Sunday, August 3, 2014

Gathering inspiration for the super morbidly obese

TUM actually took the picture a little while ago. I like it because it demonstrates that there are some days that nothing good can come of my hair. But seriously, I had it taken as the 'before' picture - there's one that's on TUM's phone which has me in the hospital at my heaviest weight ever. I haven't sen that one and I have very little desire to relive that moment (I had it taken as a reminder and inspiration to show what *can* happen).

I have to admit I've been running on empty ever since the scale came back into our lives. I weigh myself too often and don't feel like I have the self control to stay away from it. It's an addiction that needs to be stopped as it's not doing any good for me. Since I've been watching it, I've gained 4 pounds. Every time I get on the scale it's like hitting the button for a slot machine.
(I am not affiliated with SlotsJam - I just liked the picture).

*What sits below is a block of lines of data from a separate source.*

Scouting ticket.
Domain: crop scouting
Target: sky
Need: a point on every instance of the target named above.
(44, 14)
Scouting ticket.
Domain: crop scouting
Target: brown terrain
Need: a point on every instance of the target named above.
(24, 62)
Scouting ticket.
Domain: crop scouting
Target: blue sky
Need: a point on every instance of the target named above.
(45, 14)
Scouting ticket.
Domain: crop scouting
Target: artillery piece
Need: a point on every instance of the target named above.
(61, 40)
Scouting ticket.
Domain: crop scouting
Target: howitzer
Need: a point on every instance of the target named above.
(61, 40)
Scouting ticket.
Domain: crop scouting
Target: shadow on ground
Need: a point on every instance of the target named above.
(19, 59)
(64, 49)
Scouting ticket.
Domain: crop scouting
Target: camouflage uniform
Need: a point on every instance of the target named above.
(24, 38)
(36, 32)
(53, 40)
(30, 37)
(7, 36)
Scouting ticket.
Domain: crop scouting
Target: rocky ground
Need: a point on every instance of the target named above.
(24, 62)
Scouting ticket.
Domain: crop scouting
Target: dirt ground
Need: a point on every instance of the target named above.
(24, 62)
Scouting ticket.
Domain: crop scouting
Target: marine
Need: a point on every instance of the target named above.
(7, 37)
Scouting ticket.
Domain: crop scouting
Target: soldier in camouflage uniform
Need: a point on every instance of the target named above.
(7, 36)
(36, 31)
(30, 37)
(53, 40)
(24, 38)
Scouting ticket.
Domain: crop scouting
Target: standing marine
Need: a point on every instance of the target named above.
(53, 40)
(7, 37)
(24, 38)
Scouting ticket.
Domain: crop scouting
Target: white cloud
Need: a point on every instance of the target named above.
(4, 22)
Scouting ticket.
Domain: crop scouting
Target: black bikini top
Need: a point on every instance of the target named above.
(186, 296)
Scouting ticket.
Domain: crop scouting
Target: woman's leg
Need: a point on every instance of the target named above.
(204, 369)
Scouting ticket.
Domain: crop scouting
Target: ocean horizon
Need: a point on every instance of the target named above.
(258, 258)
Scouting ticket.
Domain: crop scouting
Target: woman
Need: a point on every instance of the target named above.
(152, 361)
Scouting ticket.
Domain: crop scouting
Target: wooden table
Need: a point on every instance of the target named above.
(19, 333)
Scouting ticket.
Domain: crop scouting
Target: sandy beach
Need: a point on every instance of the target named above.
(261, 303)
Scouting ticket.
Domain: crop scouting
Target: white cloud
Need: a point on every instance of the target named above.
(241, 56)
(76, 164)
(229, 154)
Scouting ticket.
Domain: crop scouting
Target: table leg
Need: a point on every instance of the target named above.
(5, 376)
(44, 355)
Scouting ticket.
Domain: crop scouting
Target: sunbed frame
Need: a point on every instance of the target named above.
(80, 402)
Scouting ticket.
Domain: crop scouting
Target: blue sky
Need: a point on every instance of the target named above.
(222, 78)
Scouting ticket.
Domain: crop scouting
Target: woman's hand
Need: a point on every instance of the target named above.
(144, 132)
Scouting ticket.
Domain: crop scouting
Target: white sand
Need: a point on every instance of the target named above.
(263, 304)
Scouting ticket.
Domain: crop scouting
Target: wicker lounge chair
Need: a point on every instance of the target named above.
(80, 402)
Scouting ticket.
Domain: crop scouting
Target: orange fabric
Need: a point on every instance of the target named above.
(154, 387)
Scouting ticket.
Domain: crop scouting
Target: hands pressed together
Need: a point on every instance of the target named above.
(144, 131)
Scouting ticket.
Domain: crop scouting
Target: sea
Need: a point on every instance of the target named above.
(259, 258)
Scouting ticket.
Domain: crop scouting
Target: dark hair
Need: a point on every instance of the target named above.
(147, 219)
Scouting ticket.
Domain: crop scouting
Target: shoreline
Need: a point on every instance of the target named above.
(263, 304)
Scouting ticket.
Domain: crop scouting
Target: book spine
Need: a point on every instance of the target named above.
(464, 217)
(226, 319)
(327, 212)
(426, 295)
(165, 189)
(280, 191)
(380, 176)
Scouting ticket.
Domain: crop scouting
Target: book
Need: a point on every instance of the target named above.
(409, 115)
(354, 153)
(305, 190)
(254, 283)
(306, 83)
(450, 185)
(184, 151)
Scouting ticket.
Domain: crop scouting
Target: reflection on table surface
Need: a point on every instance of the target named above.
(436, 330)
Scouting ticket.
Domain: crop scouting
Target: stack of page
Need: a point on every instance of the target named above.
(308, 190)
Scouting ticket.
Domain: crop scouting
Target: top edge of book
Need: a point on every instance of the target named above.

What am I going to do for this week?

I am currently at 375
I have lost 42 pounds
My August 31 goal is 355 pounds

It's time to do more than look at the heavy bag. I've been hanging out with the friend of Vlad for a while now, and I still haven't appropriately beat him up. I get ultra inspired in the morning, then all I seem to do is fall back asleep. It's time to change that at least just a little. This so I can begin the evil plan.

Just one more step. And one after that. And one after that.